Trees and trees and trees—a world of trees! Little size and middle size and giant size, short and tall, slender and thick, broad-leafed, narrow-leafed, rough-barked, smooth-barked, dark green, bright green, one solid hue, or spangled or variegated with many-coloured flowers, trees that bore nuts, trees that bore fruit, and trees starkly idle and useless to a frugivorous folk! Trees and trees and trees—trees leaning their heads against one another, trees pressing side to side, trees tied together by the endless vines going looping through the world; trees and trees and trees! Overhead, through the network, showed small pieces of sky; big pieces of sky were seen only when you came to streams. Sunlight struck down in flakes or darts, never as brightness formless and unconfined. At night, looking up from the nestlike arrangements of sticks and forest débris heaped between the forks of trees, three or four stars might be seen at once.

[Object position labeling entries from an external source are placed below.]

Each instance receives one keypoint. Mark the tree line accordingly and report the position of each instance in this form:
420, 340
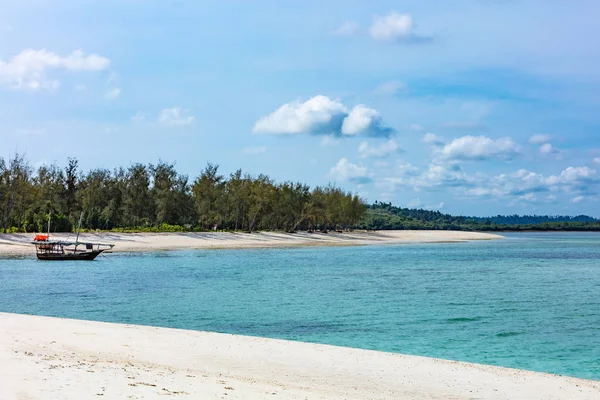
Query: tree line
157, 197
384, 216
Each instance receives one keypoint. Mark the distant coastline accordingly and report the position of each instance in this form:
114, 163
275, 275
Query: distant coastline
19, 243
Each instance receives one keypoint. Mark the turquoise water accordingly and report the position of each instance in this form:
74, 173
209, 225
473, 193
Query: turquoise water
531, 301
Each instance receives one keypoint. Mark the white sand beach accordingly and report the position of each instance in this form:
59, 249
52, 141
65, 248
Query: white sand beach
50, 358
20, 243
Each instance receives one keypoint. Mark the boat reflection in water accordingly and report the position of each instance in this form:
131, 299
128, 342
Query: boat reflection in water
58, 250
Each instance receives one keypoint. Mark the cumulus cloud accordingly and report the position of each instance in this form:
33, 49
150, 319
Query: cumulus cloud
175, 116
395, 27
365, 121
29, 69
577, 199
479, 148
366, 150
435, 177
113, 94
321, 115
346, 29
255, 150
548, 149
416, 127
345, 171
433, 140
539, 139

The host of stars was rarely seen. The big animals, going down to the wider streams to drink, might see the heavens, but, as a general thing, the tree-folk saw only the forest. As a general thing. Occasionally, in their lives, the horizon inexplicably widened or the zenith went up higher. The big animals stood and walked so that their eyes were not of much use when it came to things on top. The tree-folk had learned how to get about differently, and they had hands, and they stood more or less uprightly, and they used their eyes so that they saw things on top as well as things around them, and they were beginning to think, and they had great curiosity.

She swung herself down from bough to bough until she touched the black loam and the trampled plants beneath the tree. She had a young one clinging to her neck. The tree was a bad tree. It had rocked and shaken and made a noise all night. She was so angry with it that she turned and struck it with her hands and feet. Then she settled the young one upon her shoulder and went off to a thicket where grew very good fruit.

But the day had begun wrong. A lot of other folk were there, too, and they tried to push her away, and though she got her breakfast it was a poor one, and the crowd was a quarrelsome, scolding crowd. She went off and sat down under a tree and looked at them. A thing happened that, in her individual experience, had never happened before. She experienced a distinct feeling of being outside of it all—not outside with a sense of injury, but quite calmly outside. She criticized the tree-folk.

The young one drummed against her breast with its feet. She pulled it down from her shoulder, and it lay upon her knees, and she smiled at it, and it smiled at her. She was very fond of it. All the tree-folk smiled with a kind of grimacing smile, using only the lips. But now this morning a second thing happened. She smiled with her eyes. It gave her a very singular feeling, a feeling that linked itself with the earlier one.

This tree was thin-topped. Looking up, she saw quite unusual pieces of sky. Across the largest a white cloudlet went sailing. The folk in the fruit thicket fell into a tremendous quarrel, yelling at one another. She scrambled to her feet and made the sound that meant, “Get on my back and hold tight! We are going to travel.” The young one obeyed and the two set forth.